The main point of this example is what comes next: we can now place the two supplementary post-processors as promised: to_integer and to_non_negative.

Finaly, in order to be able to score this as part of a cross-validation loop, we need this to behave like predictor, so we wrap it again, this time within TransformingPredictorPipeline.

example pipeline with post-processors

An example usage is provided below:

In [ ]:
from sklearn.model_selection import GridSearchCV

param_grid = [
    {"main_learning_pp__pca__n_components": [ 4, 5],
     "main_learning_pp__lr__l1_ratio": [ .5,  .85, .9, .95, 1],
     "main_learning_pp__lr__max_iter": [500],
     "main_learning_pp__lr__alpha": [ .5, .75]
    }
]

gs = GridSearchCV(estimator=the_pipe,
                  param_grid=param_grid, 
                  scoring=neg_rmsle_score, 
                  cv=10, 
                  n_jobs=1)

fitted_reg_model = gs.fit(X=reg_data_X_train, y=reg_data_Y_train.values)

Conclusion

I find that removing the distinction between transform(), predict() and predict_proba() and letting everything behave like a transformer adds a lot of flexibility to the pipelines.

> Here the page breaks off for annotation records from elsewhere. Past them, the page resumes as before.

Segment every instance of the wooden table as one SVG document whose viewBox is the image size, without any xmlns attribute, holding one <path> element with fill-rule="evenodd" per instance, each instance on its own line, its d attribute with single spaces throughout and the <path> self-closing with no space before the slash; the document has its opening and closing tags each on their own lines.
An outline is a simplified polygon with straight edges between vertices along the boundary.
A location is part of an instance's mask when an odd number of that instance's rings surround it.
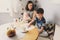
<svg viewBox="0 0 60 40">
<path fill-rule="evenodd" d="M 36 40 L 38 37 L 38 34 L 39 34 L 38 29 L 35 27 L 32 30 L 29 30 L 27 33 L 22 34 L 23 38 L 21 38 L 21 39 L 17 39 L 20 36 L 22 36 L 21 33 L 18 33 L 20 29 L 17 31 L 17 34 L 16 34 L 18 36 L 16 36 L 15 38 L 8 38 L 5 34 L 5 30 L 9 26 L 9 24 L 11 24 L 11 23 L 7 23 L 7 24 L 0 26 L 0 40 Z M 23 26 L 25 24 L 26 23 L 24 23 L 24 22 L 15 23 L 15 25 L 17 25 L 17 26 L 20 26 L 20 25 Z M 31 27 L 34 27 L 34 26 L 31 25 Z"/>
</svg>

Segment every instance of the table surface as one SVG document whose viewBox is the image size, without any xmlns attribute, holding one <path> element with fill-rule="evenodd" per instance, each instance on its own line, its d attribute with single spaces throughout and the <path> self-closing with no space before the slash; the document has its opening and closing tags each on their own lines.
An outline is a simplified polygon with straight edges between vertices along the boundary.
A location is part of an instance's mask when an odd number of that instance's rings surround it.
<svg viewBox="0 0 60 40">
<path fill-rule="evenodd" d="M 16 36 L 13 38 L 9 38 L 6 35 L 7 27 L 10 27 L 11 24 L 16 25 Z M 20 26 L 25 26 L 26 23 L 24 22 L 18 22 L 18 23 L 7 23 L 0 25 L 0 40 L 36 40 L 38 37 L 38 29 L 31 25 L 31 27 L 34 27 L 30 29 L 27 33 L 22 33 Z"/>
</svg>

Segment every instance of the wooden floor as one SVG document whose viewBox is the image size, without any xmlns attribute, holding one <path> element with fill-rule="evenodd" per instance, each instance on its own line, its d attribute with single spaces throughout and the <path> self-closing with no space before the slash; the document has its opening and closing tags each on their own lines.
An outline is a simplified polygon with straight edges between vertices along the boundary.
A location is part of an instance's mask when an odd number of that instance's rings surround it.
<svg viewBox="0 0 60 40">
<path fill-rule="evenodd" d="M 50 40 L 50 39 L 44 37 L 38 37 L 38 40 Z"/>
</svg>

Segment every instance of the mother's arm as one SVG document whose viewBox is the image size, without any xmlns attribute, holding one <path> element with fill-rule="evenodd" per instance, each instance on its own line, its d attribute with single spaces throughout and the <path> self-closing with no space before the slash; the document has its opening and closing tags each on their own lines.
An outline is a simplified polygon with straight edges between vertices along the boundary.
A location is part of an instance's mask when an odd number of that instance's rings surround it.
<svg viewBox="0 0 60 40">
<path fill-rule="evenodd" d="M 27 12 L 24 12 L 23 20 L 25 20 L 25 21 L 31 20 Z"/>
</svg>

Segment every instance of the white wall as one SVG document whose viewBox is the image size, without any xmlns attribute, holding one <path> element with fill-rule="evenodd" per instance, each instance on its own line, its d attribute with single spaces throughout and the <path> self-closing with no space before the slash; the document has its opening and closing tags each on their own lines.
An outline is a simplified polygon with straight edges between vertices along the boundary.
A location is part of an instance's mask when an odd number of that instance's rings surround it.
<svg viewBox="0 0 60 40">
<path fill-rule="evenodd" d="M 56 20 L 60 24 L 60 0 L 38 0 L 40 6 L 45 11 L 44 16 L 47 21 Z M 55 17 L 56 16 L 56 17 Z"/>
<path fill-rule="evenodd" d="M 23 4 L 22 4 L 23 3 Z M 19 0 L 0 0 L 0 13 L 10 13 L 12 16 L 20 16 L 22 13 L 22 8 L 26 5 L 26 1 L 19 1 Z M 56 20 L 55 16 L 57 16 L 57 20 L 60 20 L 60 1 L 59 0 L 38 0 L 38 6 L 44 9 L 44 17 L 47 21 Z M 15 15 L 16 13 L 16 15 Z M 8 16 L 3 16 L 3 18 Z M 6 14 L 7 15 L 7 14 Z M 9 14 L 8 14 L 9 15 Z M 5 23 L 3 18 L 0 16 L 1 23 Z M 58 17 L 59 16 L 59 17 Z M 7 20 L 11 20 L 11 16 L 7 18 Z M 6 22 L 7 22 L 6 20 Z M 60 23 L 60 21 L 58 22 Z M 57 22 L 57 23 L 58 23 Z"/>
</svg>

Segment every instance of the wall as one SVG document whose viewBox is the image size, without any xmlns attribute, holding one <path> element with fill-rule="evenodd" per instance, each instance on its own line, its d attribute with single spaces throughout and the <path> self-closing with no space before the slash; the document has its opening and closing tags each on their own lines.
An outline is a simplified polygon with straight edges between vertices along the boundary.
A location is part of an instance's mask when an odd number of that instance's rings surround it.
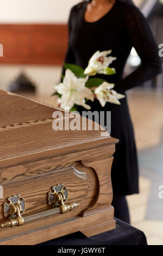
<svg viewBox="0 0 163 256">
<path fill-rule="evenodd" d="M 1 0 L 0 23 L 65 23 L 80 0 Z"/>
<path fill-rule="evenodd" d="M 139 4 L 142 1 L 135 0 L 135 2 Z M 0 25 L 65 23 L 71 8 L 79 2 L 80 0 L 1 0 Z M 36 83 L 40 94 L 50 95 L 53 85 L 60 80 L 61 67 L 0 64 L 0 88 L 8 89 L 8 85 L 22 70 Z"/>
</svg>

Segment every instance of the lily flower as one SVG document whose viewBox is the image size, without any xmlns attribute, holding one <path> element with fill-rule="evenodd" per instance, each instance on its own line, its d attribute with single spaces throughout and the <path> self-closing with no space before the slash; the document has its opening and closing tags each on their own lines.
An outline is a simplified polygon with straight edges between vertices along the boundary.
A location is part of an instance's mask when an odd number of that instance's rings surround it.
<svg viewBox="0 0 163 256">
<path fill-rule="evenodd" d="M 60 100 L 61 108 L 68 107 L 71 109 L 74 104 L 83 106 L 87 109 L 91 108 L 85 103 L 85 99 L 92 101 L 94 100 L 91 90 L 85 86 L 88 77 L 78 78 L 70 69 L 66 70 L 63 82 L 54 86 L 57 92 L 61 95 Z"/>
<path fill-rule="evenodd" d="M 115 73 L 115 69 L 108 68 L 117 58 L 107 57 L 111 53 L 111 50 L 100 52 L 97 51 L 90 58 L 88 66 L 84 70 L 84 74 L 88 76 L 95 76 L 97 74 L 112 75 Z"/>
<path fill-rule="evenodd" d="M 106 102 L 121 105 L 118 100 L 125 97 L 124 95 L 112 90 L 114 87 L 114 83 L 104 82 L 95 89 L 94 93 L 102 107 L 104 107 Z"/>
</svg>

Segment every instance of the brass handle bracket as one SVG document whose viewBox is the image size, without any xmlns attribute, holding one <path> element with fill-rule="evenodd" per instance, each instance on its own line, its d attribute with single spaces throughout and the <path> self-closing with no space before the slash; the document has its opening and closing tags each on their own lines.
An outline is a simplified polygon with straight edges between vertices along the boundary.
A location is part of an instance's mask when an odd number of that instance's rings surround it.
<svg viewBox="0 0 163 256">
<path fill-rule="evenodd" d="M 25 199 L 20 195 L 9 197 L 8 203 L 4 204 L 4 215 L 8 220 L 0 223 L 0 227 L 14 227 L 23 225 L 24 223 L 48 217 L 57 214 L 65 214 L 79 206 L 76 203 L 67 203 L 68 200 L 68 190 L 64 184 L 53 187 L 53 191 L 48 193 L 48 204 L 52 209 L 47 210 L 33 215 L 22 216 L 21 212 L 26 211 Z"/>
<path fill-rule="evenodd" d="M 20 195 L 14 196 L 9 197 L 8 200 L 9 203 L 4 204 L 4 215 L 8 218 L 0 224 L 1 228 L 5 227 L 14 227 L 22 225 L 24 223 L 23 217 L 21 212 L 26 211 L 26 204 L 24 199 Z"/>
</svg>

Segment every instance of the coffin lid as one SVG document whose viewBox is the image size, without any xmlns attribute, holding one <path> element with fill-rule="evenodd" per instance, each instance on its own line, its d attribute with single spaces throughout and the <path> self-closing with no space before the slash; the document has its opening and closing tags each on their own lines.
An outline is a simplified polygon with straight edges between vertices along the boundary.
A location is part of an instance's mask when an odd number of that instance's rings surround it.
<svg viewBox="0 0 163 256">
<path fill-rule="evenodd" d="M 24 160 L 30 155 L 48 156 L 52 151 L 64 155 L 117 142 L 108 133 L 102 137 L 100 129 L 54 131 L 52 115 L 56 111 L 61 111 L 64 119 L 65 113 L 60 109 L 0 90 L 0 168 L 4 160 Z M 80 115 L 78 118 L 81 120 Z"/>
</svg>

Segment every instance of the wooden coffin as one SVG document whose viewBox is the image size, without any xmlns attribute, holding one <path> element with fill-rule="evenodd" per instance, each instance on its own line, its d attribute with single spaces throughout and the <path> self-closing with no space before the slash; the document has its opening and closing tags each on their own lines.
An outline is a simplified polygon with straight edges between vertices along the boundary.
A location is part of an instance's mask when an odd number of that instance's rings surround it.
<svg viewBox="0 0 163 256">
<path fill-rule="evenodd" d="M 89 130 L 86 119 L 83 130 L 54 131 L 58 111 L 0 90 L 1 245 L 116 227 L 110 171 L 118 141 Z"/>
</svg>

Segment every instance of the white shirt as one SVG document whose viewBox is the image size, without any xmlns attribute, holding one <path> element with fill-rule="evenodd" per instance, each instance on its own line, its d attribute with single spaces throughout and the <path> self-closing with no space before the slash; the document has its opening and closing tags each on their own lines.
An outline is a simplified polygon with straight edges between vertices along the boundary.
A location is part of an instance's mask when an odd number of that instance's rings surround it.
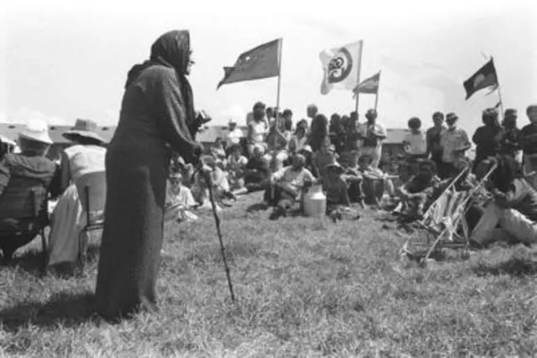
<svg viewBox="0 0 537 358">
<path fill-rule="evenodd" d="M 226 136 L 226 144 L 227 148 L 229 148 L 234 144 L 239 144 L 241 143 L 241 138 L 243 137 L 244 137 L 244 134 L 239 128 L 235 128 L 232 131 L 229 132 Z"/>
<path fill-rule="evenodd" d="M 421 155 L 427 153 L 427 135 L 423 131 L 419 133 L 407 133 L 403 140 L 404 150 L 410 155 Z"/>
<path fill-rule="evenodd" d="M 360 150 L 361 150 L 364 147 L 370 147 L 370 148 L 379 148 L 382 147 L 382 142 L 383 139 L 377 139 L 376 140 L 377 145 L 376 146 L 371 146 L 369 143 L 368 143 L 367 138 L 372 139 L 372 136 L 371 135 L 372 132 L 375 132 L 377 134 L 381 135 L 384 137 L 387 137 L 387 133 L 386 131 L 386 128 L 384 128 L 384 126 L 382 125 L 380 123 L 375 123 L 374 125 L 370 125 L 368 123 L 362 123 L 360 125 L 358 126 L 358 132 L 360 133 L 363 137 L 366 138 L 364 139 L 363 138 L 362 139 L 360 139 L 359 143 L 360 143 Z"/>
</svg>

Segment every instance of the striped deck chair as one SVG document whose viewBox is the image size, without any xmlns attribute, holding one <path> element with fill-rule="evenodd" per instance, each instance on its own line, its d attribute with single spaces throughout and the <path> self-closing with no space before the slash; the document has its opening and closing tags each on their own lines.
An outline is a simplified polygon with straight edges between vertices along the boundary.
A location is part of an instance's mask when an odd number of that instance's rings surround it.
<svg viewBox="0 0 537 358">
<path fill-rule="evenodd" d="M 418 246 L 430 247 L 423 263 L 427 261 L 434 251 L 441 247 L 468 248 L 470 231 L 466 221 L 466 214 L 470 207 L 472 197 L 484 191 L 484 184 L 489 176 L 496 169 L 494 164 L 487 174 L 471 190 L 460 192 L 455 189 L 455 184 L 469 168 L 461 171 L 444 190 L 439 198 L 429 207 L 423 215 L 423 219 L 417 221 L 418 224 L 427 229 L 436 237 L 430 243 L 428 235 L 426 242 L 417 243 Z M 404 244 L 403 252 L 409 253 L 408 246 L 410 240 Z"/>
</svg>

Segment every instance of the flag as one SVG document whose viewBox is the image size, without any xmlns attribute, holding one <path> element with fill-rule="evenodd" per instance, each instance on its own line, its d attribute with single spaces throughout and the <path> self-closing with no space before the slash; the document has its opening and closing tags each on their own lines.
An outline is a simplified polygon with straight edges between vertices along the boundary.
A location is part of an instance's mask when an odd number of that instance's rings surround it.
<svg viewBox="0 0 537 358">
<path fill-rule="evenodd" d="M 379 92 L 379 84 L 380 71 L 370 77 L 366 78 L 354 87 L 354 89 L 352 90 L 352 92 L 354 93 L 353 98 L 356 98 L 358 93 L 376 95 Z"/>
<path fill-rule="evenodd" d="M 358 66 L 361 61 L 363 40 L 321 52 L 323 68 L 321 93 L 332 89 L 351 90 L 358 82 Z"/>
<path fill-rule="evenodd" d="M 279 76 L 281 41 L 274 40 L 241 54 L 233 67 L 224 68 L 224 78 L 216 89 L 234 82 Z"/>
<path fill-rule="evenodd" d="M 496 75 L 494 60 L 490 59 L 490 61 L 478 70 L 470 78 L 464 81 L 462 84 L 466 91 L 467 100 L 478 91 L 487 87 L 492 87 L 490 92 L 494 91 L 498 87 L 498 76 Z"/>
</svg>

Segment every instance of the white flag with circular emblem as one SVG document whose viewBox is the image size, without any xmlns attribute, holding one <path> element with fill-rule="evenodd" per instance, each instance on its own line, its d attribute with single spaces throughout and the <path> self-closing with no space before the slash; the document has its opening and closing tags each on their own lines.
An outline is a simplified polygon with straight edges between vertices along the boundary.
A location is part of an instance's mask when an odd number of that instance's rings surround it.
<svg viewBox="0 0 537 358">
<path fill-rule="evenodd" d="M 356 86 L 362 45 L 361 40 L 319 54 L 324 73 L 322 94 L 326 95 L 332 89 L 351 90 Z"/>
</svg>

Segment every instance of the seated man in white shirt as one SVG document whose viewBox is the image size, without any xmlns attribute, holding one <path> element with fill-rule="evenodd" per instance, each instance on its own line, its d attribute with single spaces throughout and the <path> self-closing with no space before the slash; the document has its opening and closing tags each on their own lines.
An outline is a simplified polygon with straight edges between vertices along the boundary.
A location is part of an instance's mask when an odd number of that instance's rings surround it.
<svg viewBox="0 0 537 358">
<path fill-rule="evenodd" d="M 421 130 L 421 120 L 418 117 L 412 117 L 408 122 L 410 132 L 404 136 L 403 145 L 406 153 L 407 162 L 410 165 L 411 175 L 416 175 L 419 171 L 418 169 L 420 161 L 427 159 L 429 153 L 427 151 L 427 136 Z"/>
<path fill-rule="evenodd" d="M 271 220 L 285 216 L 300 198 L 303 190 L 317 182 L 313 174 L 304 168 L 305 164 L 305 157 L 301 154 L 297 154 L 293 158 L 292 165 L 272 174 L 271 187 L 265 192 L 266 202 L 275 205 L 271 214 Z"/>
<path fill-rule="evenodd" d="M 365 114 L 368 121 L 358 127 L 360 153 L 371 157 L 373 168 L 379 166 L 382 155 L 382 142 L 387 137 L 386 128 L 377 121 L 377 111 L 368 109 Z"/>
</svg>

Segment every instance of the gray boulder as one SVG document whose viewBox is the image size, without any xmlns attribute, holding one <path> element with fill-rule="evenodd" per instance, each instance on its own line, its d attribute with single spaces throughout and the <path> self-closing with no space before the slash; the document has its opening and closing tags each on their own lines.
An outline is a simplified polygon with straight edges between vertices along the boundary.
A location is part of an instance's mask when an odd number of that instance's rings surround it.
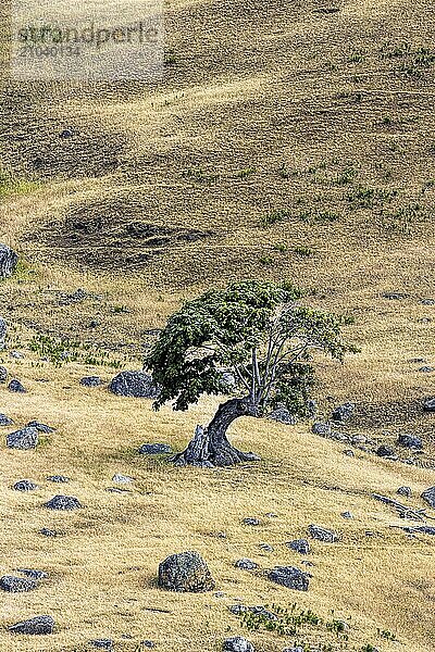
<svg viewBox="0 0 435 652">
<path fill-rule="evenodd" d="M 109 386 L 112 393 L 120 397 L 156 399 L 160 390 L 153 385 L 151 376 L 145 372 L 121 372 Z"/>
<path fill-rule="evenodd" d="M 269 579 L 296 591 L 308 591 L 310 575 L 295 566 L 276 566 L 269 573 Z"/>
<path fill-rule="evenodd" d="M 11 383 L 8 385 L 8 389 L 9 391 L 13 391 L 15 393 L 26 393 L 26 388 L 20 383 L 20 380 L 16 380 L 16 378 L 11 380 Z"/>
<path fill-rule="evenodd" d="M 38 485 L 35 485 L 32 480 L 18 480 L 13 488 L 15 491 L 35 491 L 35 489 L 38 489 Z"/>
<path fill-rule="evenodd" d="M 8 326 L 3 317 L 0 317 L 0 351 L 4 349 L 7 341 Z"/>
<path fill-rule="evenodd" d="M 335 543 L 339 537 L 334 530 L 326 529 L 320 525 L 309 525 L 308 531 L 313 539 L 318 541 L 324 541 L 326 543 Z"/>
<path fill-rule="evenodd" d="M 45 506 L 49 510 L 71 511 L 79 510 L 82 504 L 78 498 L 75 498 L 74 496 L 54 496 L 51 500 L 46 502 Z"/>
<path fill-rule="evenodd" d="M 234 636 L 226 639 L 222 647 L 224 652 L 253 652 L 253 645 L 243 636 Z"/>
<path fill-rule="evenodd" d="M 308 554 L 310 552 L 310 543 L 307 539 L 295 539 L 295 541 L 288 541 L 286 546 L 287 548 L 290 548 L 290 550 L 299 552 L 299 554 Z"/>
<path fill-rule="evenodd" d="M 167 591 L 200 593 L 212 591 L 215 582 L 198 552 L 169 556 L 159 566 L 159 587 Z"/>
<path fill-rule="evenodd" d="M 38 446 L 39 436 L 36 428 L 23 428 L 11 432 L 7 437 L 8 448 L 15 448 L 22 451 L 34 449 Z"/>
<path fill-rule="evenodd" d="M 355 412 L 355 403 L 344 403 L 343 405 L 338 405 L 333 411 L 331 417 L 333 421 L 344 422 L 348 421 Z"/>
<path fill-rule="evenodd" d="M 54 629 L 54 620 L 51 616 L 35 616 L 35 618 L 29 618 L 28 620 L 23 620 L 22 623 L 11 625 L 8 629 L 13 634 L 52 634 Z"/>
<path fill-rule="evenodd" d="M 426 399 L 423 403 L 424 412 L 435 412 L 435 398 Z"/>
<path fill-rule="evenodd" d="M 0 426 L 12 426 L 13 421 L 5 414 L 0 414 Z"/>
<path fill-rule="evenodd" d="M 17 262 L 18 256 L 16 253 L 8 244 L 0 243 L 0 279 L 12 276 Z"/>
<path fill-rule="evenodd" d="M 422 499 L 435 510 L 435 487 L 430 487 L 422 493 Z"/>
<path fill-rule="evenodd" d="M 162 453 L 172 453 L 169 443 L 144 443 L 139 450 L 139 455 L 161 455 Z"/>
<path fill-rule="evenodd" d="M 27 577 L 14 577 L 13 575 L 3 575 L 0 577 L 0 589 L 9 593 L 24 593 L 37 588 L 37 582 Z"/>
<path fill-rule="evenodd" d="M 417 437 L 417 435 L 399 435 L 397 443 L 403 448 L 423 448 L 423 442 L 420 437 Z"/>
</svg>

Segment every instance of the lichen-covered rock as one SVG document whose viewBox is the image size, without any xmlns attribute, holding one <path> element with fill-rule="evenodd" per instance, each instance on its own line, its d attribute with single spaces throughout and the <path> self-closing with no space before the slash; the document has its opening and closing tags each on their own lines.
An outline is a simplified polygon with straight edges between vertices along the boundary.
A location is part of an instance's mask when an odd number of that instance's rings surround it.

One direction I have note explored here is to use several models in the pipeline, combining them with FeatureUnion could easily let us designed stacked ensembles directly as scikit-learn pipelines! Given that stacking potentially augments tremendously the number of degrees of freedom of a model, it's very prone to overfitting, so it might be positive to be able to tune them as a whole, e.g. in a scikit-learn cross-validation loop. Now there is, of course, an obvious computational cost to that approach. To be digged later...